Please refer to the Cons2 in our response to the Reviewer CN7m for this clarification due to limited space.

[Cons7] Illustrating the customized token fusion workflow of Figure 3.

Thanks for pointing that out. In our token fusion, we first identify the token score (Equation 3) and modality importance (Equation 4) via the attention distribution. Then we utilize this information to decide which token should be replaced and selected to impute intra-modal tokens (Equation 4). Finally, we use {xm}m=1M\{{x}_{m}\}_{m=1}^{M} for the final prediction. In the revision, we will revise the figure captions for better standalone clarity.

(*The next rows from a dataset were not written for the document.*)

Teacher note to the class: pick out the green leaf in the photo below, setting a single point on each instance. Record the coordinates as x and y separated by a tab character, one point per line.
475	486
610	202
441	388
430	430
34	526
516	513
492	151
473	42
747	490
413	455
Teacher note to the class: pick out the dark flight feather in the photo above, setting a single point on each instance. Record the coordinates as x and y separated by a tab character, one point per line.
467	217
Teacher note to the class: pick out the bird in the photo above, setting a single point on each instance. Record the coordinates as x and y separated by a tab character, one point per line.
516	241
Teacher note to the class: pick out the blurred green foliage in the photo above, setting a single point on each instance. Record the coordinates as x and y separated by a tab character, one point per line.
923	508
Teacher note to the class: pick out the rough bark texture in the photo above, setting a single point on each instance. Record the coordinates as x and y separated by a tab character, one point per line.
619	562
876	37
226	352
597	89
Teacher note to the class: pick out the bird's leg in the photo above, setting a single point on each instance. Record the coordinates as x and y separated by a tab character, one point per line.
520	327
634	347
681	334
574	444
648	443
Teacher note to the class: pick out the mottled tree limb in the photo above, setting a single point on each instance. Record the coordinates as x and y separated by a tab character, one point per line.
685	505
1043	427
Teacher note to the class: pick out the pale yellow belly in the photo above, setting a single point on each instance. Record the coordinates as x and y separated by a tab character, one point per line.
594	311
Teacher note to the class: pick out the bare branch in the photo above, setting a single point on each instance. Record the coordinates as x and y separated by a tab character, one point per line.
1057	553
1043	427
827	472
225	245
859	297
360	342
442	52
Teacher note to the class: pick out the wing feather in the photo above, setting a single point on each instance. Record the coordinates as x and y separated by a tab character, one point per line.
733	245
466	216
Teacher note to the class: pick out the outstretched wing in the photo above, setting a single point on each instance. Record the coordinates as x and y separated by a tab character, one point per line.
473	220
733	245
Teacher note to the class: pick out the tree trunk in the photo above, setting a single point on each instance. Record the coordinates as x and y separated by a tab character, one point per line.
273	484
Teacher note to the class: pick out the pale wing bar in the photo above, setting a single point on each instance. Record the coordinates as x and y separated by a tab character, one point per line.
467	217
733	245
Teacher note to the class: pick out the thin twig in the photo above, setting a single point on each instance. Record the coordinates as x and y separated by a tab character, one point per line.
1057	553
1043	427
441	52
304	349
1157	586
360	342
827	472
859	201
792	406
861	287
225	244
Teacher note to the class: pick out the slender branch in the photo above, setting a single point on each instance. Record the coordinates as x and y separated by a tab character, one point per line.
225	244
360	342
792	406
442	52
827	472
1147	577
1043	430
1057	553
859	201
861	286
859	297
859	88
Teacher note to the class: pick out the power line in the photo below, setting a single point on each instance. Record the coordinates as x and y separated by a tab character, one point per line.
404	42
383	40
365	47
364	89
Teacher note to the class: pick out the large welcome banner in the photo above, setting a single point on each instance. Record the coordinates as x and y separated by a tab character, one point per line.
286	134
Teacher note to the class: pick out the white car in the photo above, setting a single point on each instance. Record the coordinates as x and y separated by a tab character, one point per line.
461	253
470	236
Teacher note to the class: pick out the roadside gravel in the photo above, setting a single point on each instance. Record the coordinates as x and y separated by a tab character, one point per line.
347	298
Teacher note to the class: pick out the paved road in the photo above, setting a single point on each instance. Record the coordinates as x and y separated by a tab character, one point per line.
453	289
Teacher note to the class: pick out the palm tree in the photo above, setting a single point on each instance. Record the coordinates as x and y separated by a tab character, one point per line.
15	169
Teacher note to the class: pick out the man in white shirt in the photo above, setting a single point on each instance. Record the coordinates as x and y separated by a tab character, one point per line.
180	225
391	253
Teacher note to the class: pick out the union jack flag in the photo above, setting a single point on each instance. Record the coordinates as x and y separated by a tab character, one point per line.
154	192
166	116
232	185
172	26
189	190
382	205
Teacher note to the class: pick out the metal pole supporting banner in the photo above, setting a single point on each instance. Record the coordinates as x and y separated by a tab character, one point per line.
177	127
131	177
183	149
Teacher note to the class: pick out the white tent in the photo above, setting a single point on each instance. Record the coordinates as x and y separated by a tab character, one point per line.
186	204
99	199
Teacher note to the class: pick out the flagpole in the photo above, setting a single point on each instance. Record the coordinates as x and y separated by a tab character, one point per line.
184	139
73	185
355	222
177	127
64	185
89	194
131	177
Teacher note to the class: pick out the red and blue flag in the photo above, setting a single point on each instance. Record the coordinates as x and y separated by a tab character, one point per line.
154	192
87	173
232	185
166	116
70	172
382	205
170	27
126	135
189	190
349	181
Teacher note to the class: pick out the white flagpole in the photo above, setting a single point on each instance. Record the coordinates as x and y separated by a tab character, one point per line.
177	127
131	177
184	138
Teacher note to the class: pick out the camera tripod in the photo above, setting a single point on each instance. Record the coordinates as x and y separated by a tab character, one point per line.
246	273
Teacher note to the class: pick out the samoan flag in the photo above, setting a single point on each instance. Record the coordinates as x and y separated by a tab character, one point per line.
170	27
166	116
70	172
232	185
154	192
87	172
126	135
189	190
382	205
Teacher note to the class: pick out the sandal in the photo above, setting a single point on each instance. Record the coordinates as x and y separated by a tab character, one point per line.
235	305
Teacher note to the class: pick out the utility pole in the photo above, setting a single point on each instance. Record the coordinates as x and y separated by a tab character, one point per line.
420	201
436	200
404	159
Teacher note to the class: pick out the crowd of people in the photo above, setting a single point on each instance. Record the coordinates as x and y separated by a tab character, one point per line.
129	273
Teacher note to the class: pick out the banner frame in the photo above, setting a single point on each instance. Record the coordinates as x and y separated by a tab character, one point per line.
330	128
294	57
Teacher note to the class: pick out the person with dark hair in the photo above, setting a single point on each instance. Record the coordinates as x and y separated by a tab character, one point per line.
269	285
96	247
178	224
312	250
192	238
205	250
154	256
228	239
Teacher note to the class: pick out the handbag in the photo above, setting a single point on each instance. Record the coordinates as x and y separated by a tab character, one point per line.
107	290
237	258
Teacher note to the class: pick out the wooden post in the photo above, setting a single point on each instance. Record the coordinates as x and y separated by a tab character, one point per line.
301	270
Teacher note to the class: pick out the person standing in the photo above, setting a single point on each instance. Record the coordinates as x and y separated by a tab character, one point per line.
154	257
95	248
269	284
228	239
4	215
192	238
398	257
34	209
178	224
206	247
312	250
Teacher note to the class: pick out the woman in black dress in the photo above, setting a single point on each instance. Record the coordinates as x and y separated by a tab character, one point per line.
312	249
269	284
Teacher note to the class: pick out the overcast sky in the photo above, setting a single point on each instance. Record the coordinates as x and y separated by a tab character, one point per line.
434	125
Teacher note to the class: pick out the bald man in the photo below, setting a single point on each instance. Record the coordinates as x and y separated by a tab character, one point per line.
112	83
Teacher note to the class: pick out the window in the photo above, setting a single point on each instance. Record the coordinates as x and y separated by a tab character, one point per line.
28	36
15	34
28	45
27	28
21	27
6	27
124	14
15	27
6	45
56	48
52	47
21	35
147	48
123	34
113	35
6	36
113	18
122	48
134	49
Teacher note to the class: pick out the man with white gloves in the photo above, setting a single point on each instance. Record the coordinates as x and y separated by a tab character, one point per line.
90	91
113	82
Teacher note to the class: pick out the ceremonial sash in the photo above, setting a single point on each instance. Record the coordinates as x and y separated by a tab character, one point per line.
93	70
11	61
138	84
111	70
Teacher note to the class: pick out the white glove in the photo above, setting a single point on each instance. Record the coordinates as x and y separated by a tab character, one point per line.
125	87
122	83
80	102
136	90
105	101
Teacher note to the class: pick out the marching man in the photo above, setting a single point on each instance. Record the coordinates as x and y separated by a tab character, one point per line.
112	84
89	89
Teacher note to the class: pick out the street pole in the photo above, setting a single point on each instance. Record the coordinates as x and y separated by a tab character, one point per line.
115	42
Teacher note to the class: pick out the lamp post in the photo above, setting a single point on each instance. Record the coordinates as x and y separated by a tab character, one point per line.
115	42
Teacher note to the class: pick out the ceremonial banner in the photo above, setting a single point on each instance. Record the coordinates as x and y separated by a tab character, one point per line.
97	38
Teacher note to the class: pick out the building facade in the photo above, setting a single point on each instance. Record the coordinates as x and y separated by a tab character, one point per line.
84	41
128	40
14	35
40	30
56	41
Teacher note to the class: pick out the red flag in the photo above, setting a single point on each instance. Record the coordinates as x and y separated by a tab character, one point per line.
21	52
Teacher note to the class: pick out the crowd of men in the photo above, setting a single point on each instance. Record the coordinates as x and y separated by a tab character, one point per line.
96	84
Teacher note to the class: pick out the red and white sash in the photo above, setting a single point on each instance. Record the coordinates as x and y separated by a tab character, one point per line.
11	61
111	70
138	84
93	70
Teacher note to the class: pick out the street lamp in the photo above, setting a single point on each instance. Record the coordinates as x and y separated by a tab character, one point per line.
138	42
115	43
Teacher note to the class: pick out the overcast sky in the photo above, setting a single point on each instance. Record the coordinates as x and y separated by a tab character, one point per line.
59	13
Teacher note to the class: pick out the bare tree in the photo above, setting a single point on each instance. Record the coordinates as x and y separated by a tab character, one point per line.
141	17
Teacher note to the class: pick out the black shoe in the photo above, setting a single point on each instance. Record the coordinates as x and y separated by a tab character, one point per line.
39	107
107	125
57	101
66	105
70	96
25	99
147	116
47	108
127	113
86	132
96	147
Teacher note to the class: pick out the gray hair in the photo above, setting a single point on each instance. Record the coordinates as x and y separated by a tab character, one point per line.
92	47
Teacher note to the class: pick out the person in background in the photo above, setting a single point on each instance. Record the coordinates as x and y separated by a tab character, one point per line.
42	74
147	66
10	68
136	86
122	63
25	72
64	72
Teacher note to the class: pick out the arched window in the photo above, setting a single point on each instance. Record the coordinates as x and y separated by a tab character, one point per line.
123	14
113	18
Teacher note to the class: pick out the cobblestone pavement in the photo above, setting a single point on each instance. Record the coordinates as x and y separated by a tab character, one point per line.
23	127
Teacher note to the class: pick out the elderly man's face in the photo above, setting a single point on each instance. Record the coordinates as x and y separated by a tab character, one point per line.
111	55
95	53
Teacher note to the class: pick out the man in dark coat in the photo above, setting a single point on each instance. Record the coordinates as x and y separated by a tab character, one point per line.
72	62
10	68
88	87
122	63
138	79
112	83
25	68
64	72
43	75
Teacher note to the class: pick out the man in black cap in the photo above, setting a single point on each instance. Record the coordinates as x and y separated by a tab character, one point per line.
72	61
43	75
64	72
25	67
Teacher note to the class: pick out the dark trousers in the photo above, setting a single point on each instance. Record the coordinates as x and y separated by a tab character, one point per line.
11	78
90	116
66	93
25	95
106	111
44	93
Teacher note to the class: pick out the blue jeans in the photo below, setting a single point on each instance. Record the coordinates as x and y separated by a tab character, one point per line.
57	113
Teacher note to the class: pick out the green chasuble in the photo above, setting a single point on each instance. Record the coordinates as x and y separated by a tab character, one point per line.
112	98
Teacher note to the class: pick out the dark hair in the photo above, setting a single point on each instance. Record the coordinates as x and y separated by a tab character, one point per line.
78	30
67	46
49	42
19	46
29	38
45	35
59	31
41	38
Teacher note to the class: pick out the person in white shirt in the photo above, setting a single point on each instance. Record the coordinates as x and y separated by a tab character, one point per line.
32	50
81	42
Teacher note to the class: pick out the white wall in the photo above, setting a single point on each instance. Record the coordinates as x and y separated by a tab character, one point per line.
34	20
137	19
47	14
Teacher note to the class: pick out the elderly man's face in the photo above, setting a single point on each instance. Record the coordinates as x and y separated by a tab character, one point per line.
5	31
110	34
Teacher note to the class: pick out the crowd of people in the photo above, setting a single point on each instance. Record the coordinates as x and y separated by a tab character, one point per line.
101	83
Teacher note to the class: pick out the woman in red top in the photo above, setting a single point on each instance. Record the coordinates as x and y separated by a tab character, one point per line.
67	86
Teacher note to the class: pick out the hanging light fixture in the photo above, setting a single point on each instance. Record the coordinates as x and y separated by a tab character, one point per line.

[Cons8] Fail/Underperform Analysis of AMC

When all modalities possess high quality, determining which token to replace in AMC's token fusion process becomes challenging. This can lead to potential information loss due to token replacement, which could explain why AMC underperforms compared to MulT and MAGGate in the LGG cancer type of the TCGA dataset. Despite this, AMC still achieves a top-3 performance among seven baseline methods in the TCGA LGG dataset. This demonstrates that while AMC may not be the best performer in this specific case, it still maintains competitive performance overall.

We sincerely thank you for your time and consideration. Please let us know if you have any further questions; we are more than happy to address them comprehensively.

最终决定

This paper proposes Adaptive Modality Token Re-balancing (AMC), a transformer-based fusion method that dynamically adjusts token contributions from different modalities based on estimated modality importance scores derived from attention distributions.

Reviewers generally appreciated the novel idea of token-level rebalancing within a transformer architecture, and recognised the solid experimental results supporting the proposed method. The rebuttal was also helpful in clarifying several technical concerns, particularly around modality misalignment handling and robustness to missing inputs.